- The logo for NBC's PBA Tour coverage from 1991.
- Genre: Bowling telecasts
- Presented by: Sam Nover; Steve Neff; Jay Randolph; Earl Anthony; Leila Rahimi; Jerome Bettis; Todd Harris; Chris Barnes;
- Narrated by: Don Pardo
- Country of origin: United States
- Original language: English

Production
- Camera setup: Multi-camera
- Running time: 90 to 180 minutes
- Production company: NBC Sports

Original release
- Network: NBC
- Release: 1953 – 1991

Related
- Jackpot Bowling Sportsworld

= Bowling on NBC =

American bowling telecast

Bowling on NBC is a presentation of professional ten-pin bowling matches from the PBA Tour formerly produced by NBC Sports, the sports division of the NBC television network in the United States.

==Historical overview==
===Championship Bowling===
Prior to the Professional Bowlers Association (PBA)'s inception, bowling was broadcast on television sporadically beginning in the early 1950s. NBC began with an early 1950s special telecast entitled Championship Bowling.

===Jackpot Bowling===
Jackpot Bowling (also known as Phillies Jackpot Bowling and Jackpot Bowling Starring Milton Berle) was a professional bowling program that ran on NBC for two seasons from January 9, 1959, to March 13, 1961. It was the first bowling show on national television since Bowling Headliners. The program aired on Fridays at 10:30 p.m. Eastern Time, following the Cavalcade of Sports Friday Night Fight.

First hosted by Leo Durocher, who left after only two episodes, the program was subsequently hosted by Mel Allen. However, Allen was not popular with viewers as he showed a lack of bowling knowledge. He was replaced by Bud Palmer on April 10, 1959, before Allen returned in October 1959, remaining with the show until April 1960; Palmer subsequently returned to the program as host, staying through June.
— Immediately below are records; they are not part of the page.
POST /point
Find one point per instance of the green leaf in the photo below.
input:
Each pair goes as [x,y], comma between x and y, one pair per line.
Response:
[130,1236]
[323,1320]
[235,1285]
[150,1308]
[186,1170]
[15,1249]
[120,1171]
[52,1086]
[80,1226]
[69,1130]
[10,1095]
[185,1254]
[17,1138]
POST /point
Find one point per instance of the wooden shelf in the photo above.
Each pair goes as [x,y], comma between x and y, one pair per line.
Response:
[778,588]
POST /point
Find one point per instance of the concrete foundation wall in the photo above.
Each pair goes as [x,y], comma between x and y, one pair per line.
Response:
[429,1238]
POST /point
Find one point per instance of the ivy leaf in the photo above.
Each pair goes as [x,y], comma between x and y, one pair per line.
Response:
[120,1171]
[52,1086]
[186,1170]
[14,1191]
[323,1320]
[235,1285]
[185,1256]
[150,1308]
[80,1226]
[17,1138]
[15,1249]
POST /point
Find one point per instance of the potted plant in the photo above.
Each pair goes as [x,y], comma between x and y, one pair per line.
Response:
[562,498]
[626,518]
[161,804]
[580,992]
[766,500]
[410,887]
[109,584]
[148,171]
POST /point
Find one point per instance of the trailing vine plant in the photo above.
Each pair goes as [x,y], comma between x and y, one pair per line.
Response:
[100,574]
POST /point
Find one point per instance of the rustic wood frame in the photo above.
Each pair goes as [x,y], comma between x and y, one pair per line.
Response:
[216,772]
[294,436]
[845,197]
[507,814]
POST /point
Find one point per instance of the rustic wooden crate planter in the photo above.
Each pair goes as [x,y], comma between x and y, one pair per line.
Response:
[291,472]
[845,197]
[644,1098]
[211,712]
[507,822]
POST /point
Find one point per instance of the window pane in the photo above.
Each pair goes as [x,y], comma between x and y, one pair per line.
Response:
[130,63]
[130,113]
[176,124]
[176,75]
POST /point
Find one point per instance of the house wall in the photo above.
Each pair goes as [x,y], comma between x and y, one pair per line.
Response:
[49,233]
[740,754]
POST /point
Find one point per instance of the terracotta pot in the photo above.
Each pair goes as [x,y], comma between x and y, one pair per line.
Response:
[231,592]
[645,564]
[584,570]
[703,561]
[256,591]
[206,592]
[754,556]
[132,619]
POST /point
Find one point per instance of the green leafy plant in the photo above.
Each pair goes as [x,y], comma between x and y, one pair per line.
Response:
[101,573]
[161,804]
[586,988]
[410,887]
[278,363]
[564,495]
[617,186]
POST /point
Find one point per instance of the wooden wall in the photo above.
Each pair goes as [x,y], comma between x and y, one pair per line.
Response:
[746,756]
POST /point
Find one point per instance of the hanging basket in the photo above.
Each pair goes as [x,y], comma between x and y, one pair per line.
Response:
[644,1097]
Jackpot Bowling was put on a brief hiatus by NBC after the June 24 episode. When it returned on September 19, 1960, the program was retooled; the series not only moved to Monday nights at 10:30, but Bayuk Cigars replaced Phillies Cigars as sponsor, the Hollywood Legion Lanes replaced the T-Bowl in Wayne, New Jersey, as the program's venue, and Milton Berle took over as host.

===Sportsworld===

The NBC sports anthology series Sportsworld covered several professional bowling events throughout its run that were not broadcast as part of the Pro Bowlers Tour on ABC.

In 1980, NBC aired the "Legends of Bowling" mini-series on three consecutive Saturdays. The game consisted of 7 frames, with a combination of strikes and spare shots, with point values assigned to each frame. The winning team got a chance to make the "big money split" at the end. The play-by-play announcer was Sam Nover while the color analyst was Steve Neff. The off-stage announcer was the legendary NBC voice, Don Pardo.

From 1984 to 1991, it had its own series called "The PBA Fall Tour". Jay Randolph and Earl Anthony served as commentators. Unlike ABC's coverage, NBC was the first to introduce uninterrupted coverage of the championship match.

From 1988 to 1990, bowling had its own version of the Skins Game called The Bowling Shootout. Four bowlers (three pros and one amateur in the 1989 and 1990) competed. Each frame had a designated value and to win, the bowler on the floor must be the only one to strike, spare or have most pin count to claim the prize. A two-player tie meant all tied, but all players bowled regardless (where there was a game within a game). If it was still tied after the 10th frame, the players would go on to a one ball roll-off. The bowler with the highest monetary prize won the Shootout. In addition, the bowler who threw the most strikes (the game within a game) won a boat. Marshall Holman (who moved on to the roll-off in three consecutive tournaments: with Mark Roth in the 1988 Muskegon, Michigan, and the 1989 Reno, Nevada, Shootout, and the 1990 tournament in Atlantic City, New Jersey) won all three boats. Brian Voss (who moved on to the roll-off in the 1990 tournament, alongside Holman) was the only bowler to win a frame with a spare.

===Bowlero Elite Series===
March 2019, NBC announced that it would air three installments of the Bowlero Elite Series. This these are three single-elimination tournaments sponsored by Bowlero Corporation that feature the top professional and amateur bowlers competing for a total prize pool in excess of $1 million. The first two events, emanating from Chicago, Illinois, and North Brunswick, New Jersey, were scheduled to air on NBCSN on April 9 and September 11, 2019, respectively. The final installment, emanating from Jupiter, Florida, would air on December 28 on NBC.

NBC's commentators include Leila Rahimi (host and reporter), Jerome Bettis (guest analyst), Todd Harris (play-by-play), and Chris Barnes (analyst).